Ahn Sung KiUno de los actores más respetados y duraderos del cine surcoreano, cuya carrera de seis décadas abarcó más de 130 películas e incluyó éxitos históricos como “Silmido” y “Radio Star”, falleció. Tenía 74 años.
Su muerte fue confirmada por su agencia, Artist Company, y el Hospital Universitario Soonchunhyang de Seúl, que dijeron que Ahn había estado luchando contra el cáncer de sangre. según la prensa asociada.
Ahn ingresó a la industria cinematográfica como actor infantil a los cinco años, debutando en “El tren del Crepúsculo” de 1957. Llegó a aparecer en aproximadamente 70 películas cuando era niño antes de dejar la actuación durante su adolescencia, informó AP.
Después de estudiar vietnamita en la Universidad de Estudios Extranjeros de Hankuk, donde se graduó con los máximos honores, Ahn inicialmente tuvo dificultades para restablecerse en la industria. Regresó a la actuación en 1977, con su avance adulto en “Good, Windy Days” (1980) de Lee Jang-ho, un drama generacional que le valió el premio Grand Bell al mejor actor revelación.
Durante las décadas siguientes, Ahn se convirtió en una presencia central en el cine coreano moderno, conocido por actuaciones marcadas por la moderación, la autoridad y la claridad emocional. Su filmografía incluyó papeles en “Mandara”, “Whale Hunting”, “White Badge”, “Two Cops”, el exitoso drama militar “Silmido” y el drama de la industria musical “Radio Star”, en el que interpretó al devoto manager de un cantante anciano.
Ahn ganó cinco premios Grand Bell al mejor actor, un récord, y fue ampliamente admirado por una carrera definida por la coherencia y la ausencia de escándalos. Su imagen pública estable y su credibilidad a largo plazo le valieron un nivel de confianza poco común en la industria, según AP.

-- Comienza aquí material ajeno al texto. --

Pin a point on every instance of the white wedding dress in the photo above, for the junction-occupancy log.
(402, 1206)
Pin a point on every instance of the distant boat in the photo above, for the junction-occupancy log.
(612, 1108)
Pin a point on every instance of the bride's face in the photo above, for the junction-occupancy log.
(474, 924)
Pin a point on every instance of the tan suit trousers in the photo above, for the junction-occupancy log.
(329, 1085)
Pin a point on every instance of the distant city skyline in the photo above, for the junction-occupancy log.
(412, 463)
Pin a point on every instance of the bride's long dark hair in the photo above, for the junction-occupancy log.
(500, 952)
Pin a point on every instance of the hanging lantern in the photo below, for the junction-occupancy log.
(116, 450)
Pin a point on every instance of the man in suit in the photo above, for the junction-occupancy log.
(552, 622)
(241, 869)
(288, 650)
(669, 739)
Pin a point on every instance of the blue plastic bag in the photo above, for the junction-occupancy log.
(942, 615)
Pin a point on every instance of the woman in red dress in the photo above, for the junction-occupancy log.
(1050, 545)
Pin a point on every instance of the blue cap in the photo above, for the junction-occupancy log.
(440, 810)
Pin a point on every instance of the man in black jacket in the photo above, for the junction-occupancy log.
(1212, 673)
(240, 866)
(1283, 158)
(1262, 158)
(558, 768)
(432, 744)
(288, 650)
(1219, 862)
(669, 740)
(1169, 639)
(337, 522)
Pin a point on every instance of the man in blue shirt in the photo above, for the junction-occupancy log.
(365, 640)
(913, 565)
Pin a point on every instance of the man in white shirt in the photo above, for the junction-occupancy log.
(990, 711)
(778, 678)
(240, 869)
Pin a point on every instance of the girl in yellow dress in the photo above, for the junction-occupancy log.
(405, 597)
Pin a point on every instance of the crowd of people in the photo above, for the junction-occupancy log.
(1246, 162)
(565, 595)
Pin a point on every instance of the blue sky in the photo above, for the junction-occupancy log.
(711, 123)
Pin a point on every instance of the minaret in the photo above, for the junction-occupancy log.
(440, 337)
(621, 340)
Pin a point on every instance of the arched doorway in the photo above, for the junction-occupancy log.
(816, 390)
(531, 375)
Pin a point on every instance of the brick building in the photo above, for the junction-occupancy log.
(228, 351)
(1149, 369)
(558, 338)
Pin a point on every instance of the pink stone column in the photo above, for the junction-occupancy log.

En una entrevista de 2023 citada por AP, Ahn dijo que las expectativas puestas en él lo motivaron a vivir y trabajar de una manera que justificara el respeto del público. También dijo que evitaba las escenas románticas cuando sentía que se incluían sólo para lograr un efecto, y explicó que se sentía incómodo interpretándolas sin una necesidad narrativa.
Más allá de su trabajo en la pantalla, Ahn jugó un papel activo en Coreade la comunidad cinematográfica, sirviendo como presidente de la Asociación de Actores de Cine de Corea y defendiendo a los artistas durante períodos de cambios en la industria.
Le sobreviven su esposa, Oh So-yeong, y sus dos hijos.